Далее. Рессентимент, в сущности, – это удавшийся реваншизм брахманов, выполняемый специалистами по словам новой формации, как правило, не осознающими свое родство с распорядителями ритуала (последние три ипостаси – нигилисты, комиссары, активисты). Возможно, что сам по себе рессентимент древнее пробудившегося логоса с его «взбесившимися знаками» (М. К. Петров); возможно, что они одновременны, как волны сейсмической активности, пришедшие с разных сторон или расходящиеся в разные стороны. Вся «фишка» в том, что в пределах некой минимальной дистанции логотомия и рессентимент взаимодействуют: переплетаются, отталкиваются и сливаются, расходясь на иных участках чрезвычайно далеко друг от друга. Метафизическая зоркость к деталям этого процесса могла бы стать важнейшим методологическим приемом и способствовать содержательному наполнению дисциплины (то есть могла бы и метафизику сделать дисциплиной), если бы Ницше в свое время выявил соответствующий параллакс и не стал списывать все обновления и сбои на счет рессентимента, – все психологические осложнения, проявления нигилизма и уловки воспаленного авторствования. Собственно, только Ницше и мог это сделать, развести по разным полюсам сейсмические волны зыбления. Только он, учитывая характер таланта и тот факт, что античность всегда была перед глазами, была предметом его постоянных размышлений, мог. Мог, но не сделал. Это повлияло и на его пристальный анализ нигилизма, становящийся местами смутным и путаным. Ну как можно было зачислить Сократа и Вольтера в один разряд, прибавив сюда еще и ребе, знающего все насчет соблюдения субботы и готового объяснить любой нюанс? Как можно было объединить софистов с фарисеями и их наследниками, лукавыми пророками и учителями жизни? Смешение и вправду произошло, и, быть может, оно не так уж и удивительно, учитывая ничтожность параллакса, учитывая и то, что сама Греция в эпоху эллинизма действительно стала рассадником рессентимента (однако, ни к софистам, ни к Сократу это напрямую не относится), а также и то, что рессентимент и логотомия, несомненно, обладают свойством взаимоиндукции. Но согласимся с Ницше – рессентимент универсален как реванш жреческой касты, реванш успешный, повсеместно сокрушивший власть воинов (доминанту меча) и господство воинского братства. О логотомии такого навскидку не скажешь, хотя, как уже отмечалось, именно она ответственна за греческое чудо: Логос имеет свою малую родину так же, как и Иисус.

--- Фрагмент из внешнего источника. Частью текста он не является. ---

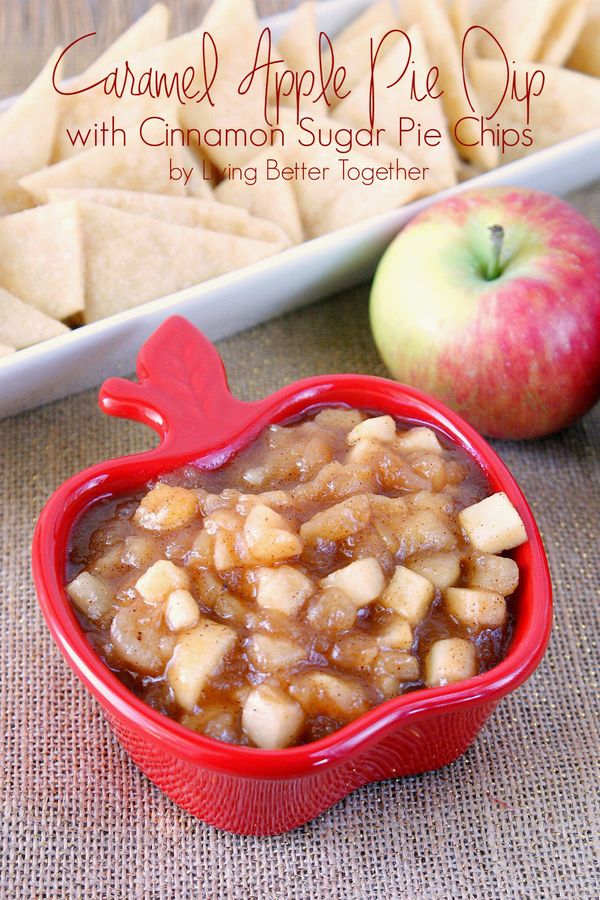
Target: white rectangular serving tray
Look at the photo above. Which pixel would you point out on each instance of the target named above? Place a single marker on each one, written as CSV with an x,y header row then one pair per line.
x,y
228,304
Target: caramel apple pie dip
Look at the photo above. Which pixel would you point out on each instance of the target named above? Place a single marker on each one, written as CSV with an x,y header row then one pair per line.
x,y
337,562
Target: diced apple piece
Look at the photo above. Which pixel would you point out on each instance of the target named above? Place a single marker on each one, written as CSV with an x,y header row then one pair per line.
x,y
270,718
90,595
379,428
226,519
202,552
494,573
409,594
207,585
450,660
419,438
476,608
339,521
398,664
355,651
159,580
442,569
110,563
332,611
198,654
165,507
364,452
225,556
268,653
284,588
269,536
426,531
138,638
344,419
396,635
493,524
330,695
363,580
140,551
181,610
228,606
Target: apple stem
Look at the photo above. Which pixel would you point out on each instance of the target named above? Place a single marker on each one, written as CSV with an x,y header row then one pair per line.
x,y
497,240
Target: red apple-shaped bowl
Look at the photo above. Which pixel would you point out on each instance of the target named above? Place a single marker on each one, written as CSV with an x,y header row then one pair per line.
x,y
182,394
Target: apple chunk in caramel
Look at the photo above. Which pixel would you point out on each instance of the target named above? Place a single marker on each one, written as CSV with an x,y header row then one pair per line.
x,y
337,562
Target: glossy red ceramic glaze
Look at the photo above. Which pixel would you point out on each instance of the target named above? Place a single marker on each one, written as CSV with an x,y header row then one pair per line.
x,y
182,393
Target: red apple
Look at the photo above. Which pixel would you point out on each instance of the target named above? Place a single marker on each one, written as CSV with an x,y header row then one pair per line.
x,y
490,300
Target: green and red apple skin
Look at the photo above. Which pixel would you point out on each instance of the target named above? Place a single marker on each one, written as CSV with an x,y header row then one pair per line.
x,y
511,343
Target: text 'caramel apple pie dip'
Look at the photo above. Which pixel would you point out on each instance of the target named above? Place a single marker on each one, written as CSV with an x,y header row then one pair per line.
x,y
337,562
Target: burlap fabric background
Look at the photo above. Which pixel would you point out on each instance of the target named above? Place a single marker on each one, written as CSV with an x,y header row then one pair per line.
x,y
515,817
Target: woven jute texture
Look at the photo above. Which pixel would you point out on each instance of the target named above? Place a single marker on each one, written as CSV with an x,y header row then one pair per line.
x,y
516,817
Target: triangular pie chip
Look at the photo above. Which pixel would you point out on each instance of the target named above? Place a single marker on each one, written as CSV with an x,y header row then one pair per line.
x,y
562,33
234,27
517,25
329,203
569,104
22,325
299,47
352,46
443,52
395,102
41,258
126,168
131,259
269,199
188,211
82,111
27,132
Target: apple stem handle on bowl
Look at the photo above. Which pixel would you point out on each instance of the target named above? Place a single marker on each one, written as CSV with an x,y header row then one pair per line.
x,y
181,392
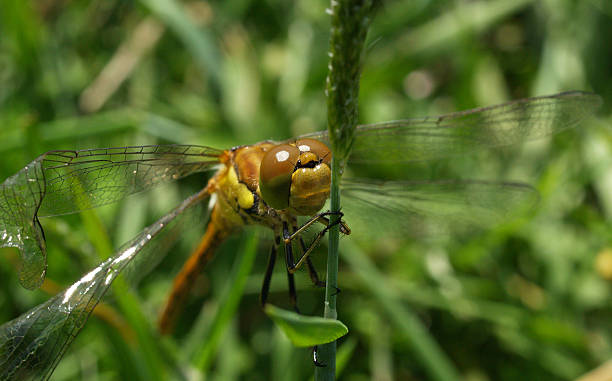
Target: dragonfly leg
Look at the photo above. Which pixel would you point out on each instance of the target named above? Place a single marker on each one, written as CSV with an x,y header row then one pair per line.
x,y
312,272
294,266
321,218
265,287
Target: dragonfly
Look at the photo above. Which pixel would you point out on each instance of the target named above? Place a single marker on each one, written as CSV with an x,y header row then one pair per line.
x,y
267,183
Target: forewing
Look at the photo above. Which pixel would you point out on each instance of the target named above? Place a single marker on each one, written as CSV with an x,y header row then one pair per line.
x,y
431,208
60,182
461,132
33,344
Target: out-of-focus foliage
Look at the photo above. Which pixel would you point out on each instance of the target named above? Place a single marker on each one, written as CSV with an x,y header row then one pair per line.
x,y
531,299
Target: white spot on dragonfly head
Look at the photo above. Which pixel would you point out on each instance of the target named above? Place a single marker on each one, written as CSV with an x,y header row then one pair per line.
x,y
83,281
282,156
212,201
304,148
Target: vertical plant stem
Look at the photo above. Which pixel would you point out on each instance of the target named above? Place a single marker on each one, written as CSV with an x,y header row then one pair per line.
x,y
350,20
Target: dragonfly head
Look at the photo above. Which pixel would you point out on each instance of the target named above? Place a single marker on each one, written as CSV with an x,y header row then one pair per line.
x,y
296,176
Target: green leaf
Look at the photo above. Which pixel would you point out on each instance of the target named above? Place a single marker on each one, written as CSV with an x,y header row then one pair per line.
x,y
306,331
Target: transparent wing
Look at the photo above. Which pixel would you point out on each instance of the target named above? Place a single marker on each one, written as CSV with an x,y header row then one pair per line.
x,y
32,344
461,132
60,182
431,208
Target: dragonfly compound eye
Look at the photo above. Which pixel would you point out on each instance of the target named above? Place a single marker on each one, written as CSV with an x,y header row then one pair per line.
x,y
316,147
275,172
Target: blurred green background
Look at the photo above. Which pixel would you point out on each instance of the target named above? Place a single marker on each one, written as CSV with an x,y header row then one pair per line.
x,y
530,299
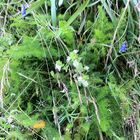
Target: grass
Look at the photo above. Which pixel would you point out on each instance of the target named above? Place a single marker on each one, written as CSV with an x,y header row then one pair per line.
x,y
62,75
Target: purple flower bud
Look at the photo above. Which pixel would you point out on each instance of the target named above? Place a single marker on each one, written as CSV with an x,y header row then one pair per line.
x,y
23,10
122,48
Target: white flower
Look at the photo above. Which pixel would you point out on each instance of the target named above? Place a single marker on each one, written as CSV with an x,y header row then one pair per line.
x,y
68,59
57,67
9,120
82,81
75,63
85,83
76,51
86,68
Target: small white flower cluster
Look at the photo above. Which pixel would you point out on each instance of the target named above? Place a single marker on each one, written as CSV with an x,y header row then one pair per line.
x,y
79,69
58,65
82,81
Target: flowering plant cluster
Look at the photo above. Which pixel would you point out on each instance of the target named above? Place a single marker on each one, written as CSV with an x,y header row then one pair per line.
x,y
80,71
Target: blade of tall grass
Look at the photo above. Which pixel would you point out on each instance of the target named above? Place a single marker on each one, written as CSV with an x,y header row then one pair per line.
x,y
53,12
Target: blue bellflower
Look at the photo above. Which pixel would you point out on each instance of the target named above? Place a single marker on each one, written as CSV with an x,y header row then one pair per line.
x,y
122,48
23,10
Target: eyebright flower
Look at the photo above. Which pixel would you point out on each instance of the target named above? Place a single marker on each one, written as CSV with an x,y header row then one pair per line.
x,y
76,51
23,10
123,48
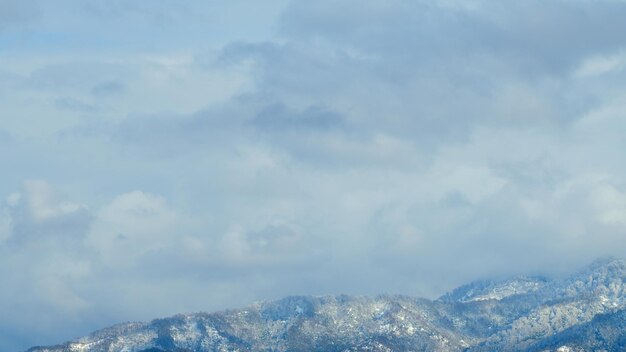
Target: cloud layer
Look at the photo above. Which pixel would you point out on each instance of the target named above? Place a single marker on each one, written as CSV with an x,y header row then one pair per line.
x,y
171,156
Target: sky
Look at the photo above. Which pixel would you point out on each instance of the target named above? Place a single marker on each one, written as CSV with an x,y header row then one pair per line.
x,y
170,156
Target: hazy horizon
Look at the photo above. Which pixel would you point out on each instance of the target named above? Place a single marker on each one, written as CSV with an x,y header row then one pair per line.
x,y
172,156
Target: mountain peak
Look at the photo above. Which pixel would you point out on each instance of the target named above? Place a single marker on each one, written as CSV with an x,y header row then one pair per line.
x,y
520,313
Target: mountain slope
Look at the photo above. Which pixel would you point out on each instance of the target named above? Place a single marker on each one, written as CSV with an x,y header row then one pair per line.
x,y
585,310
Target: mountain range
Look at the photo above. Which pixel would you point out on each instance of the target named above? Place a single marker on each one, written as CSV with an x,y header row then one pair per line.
x,y
585,311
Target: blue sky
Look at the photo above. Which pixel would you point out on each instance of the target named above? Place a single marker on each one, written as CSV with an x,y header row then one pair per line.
x,y
176,156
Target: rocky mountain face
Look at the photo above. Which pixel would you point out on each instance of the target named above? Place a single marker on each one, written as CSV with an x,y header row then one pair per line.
x,y
583,312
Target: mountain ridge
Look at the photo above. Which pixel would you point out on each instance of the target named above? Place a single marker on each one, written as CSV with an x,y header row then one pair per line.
x,y
523,313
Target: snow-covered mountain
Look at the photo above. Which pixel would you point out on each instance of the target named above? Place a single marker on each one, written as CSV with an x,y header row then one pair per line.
x,y
583,312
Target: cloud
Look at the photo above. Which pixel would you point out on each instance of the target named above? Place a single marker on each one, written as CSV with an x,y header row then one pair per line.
x,y
16,13
401,147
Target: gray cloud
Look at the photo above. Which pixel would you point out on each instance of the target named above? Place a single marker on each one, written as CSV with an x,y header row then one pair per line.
x,y
401,147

Как бы там ни было, но восхождение логоса не прошло бесследно. Хотя безусловное господство по всему фронту человеческого обрел рессентимент, но его жрецы овладели рефлексией, которую застали уже наличной – и они же продолжают определять ее вектор вблизи важных гравитаций (праведность, мораль, сегодня еще и политкорректность) Так что по-прежнему совсем немногие свободные умы могут идти своим путем. Следует, однако, исходить из того, что в последующих завихрениях рефлексии, ее исторических всплесках, можно выделить независимую логотомическую составляющую, то поглощаемую рессентиментом, то высвобождающуюся в качестве решимости – той самой, когда более всего прочего «надобно мысль разрешить». Логотомия, конечно же, порождает свои фигуры рефлексии; их можно опознать по особой безоглядности и непредсказуемости как в уже упоминавшемся тезисе «у верблюда два горба, потому что жизнь – борьба!» или «очень я тебя люблю, и поэтому убью!» Безоглядность логотомии отчетливо контрастирует с предсказуемой причудливостью, если можно так выразиться, плетений и хитросплетений рессентимента. Вот два образца, принадлежащие, соответственно, к чистой логотомии и к рефлексии рессентмента.
- «Не бойся, твоя душа умрет еще раньше, чем твое тело, и именно поэтому не бойся ничего». Так Заратустра говорит канатному плясуну.
- А вот образец, которым может руководствоваться любой сталкер рессентимента: «Плата, взымаемая психоаналитиком за лечение, имеет в виду интересы не только аналитика, но возможно в первую очередь интересы самого пациента, который, не уплатив денег, отнесется к лечению невнимательно и в результате надлежащего лечения так и не получит» Это, понятное дело, Фрейд.
Вроде бы оба изречения нетривиальны, но второе не может принадлежать канатному плясуну, только ребе, учителю жизни, психоаналитику или другому жрецу рессентимента.
Но параллакс есть параллакс, и далеко не всегда различия столь очевидны. Нередко различие обнаруживается лишь в мотивации, в полном соответствии с изречением Конфуция: «Муж благородный не тот, кто поступает всегда иначе чем простолюдин, но тот, кто даже поступая точно так же, делает это по иным причинам». В многочисленных объективациях и автономных структурах, в великих идеях, когда-то овладевших массами и продолжающих ими владеть, в Реформации, в Просвещении, в революциях и поветриях, колеблющих эпохи (и психоанализ можно считать таким поветрием), мы можем теперь увидеть не только дихотомию рессентимента и прямой чувственности, всегда искажающую картинку, но и яркие штрихи логотомии, не пугающие господина, а наоборот, придающие ему сил.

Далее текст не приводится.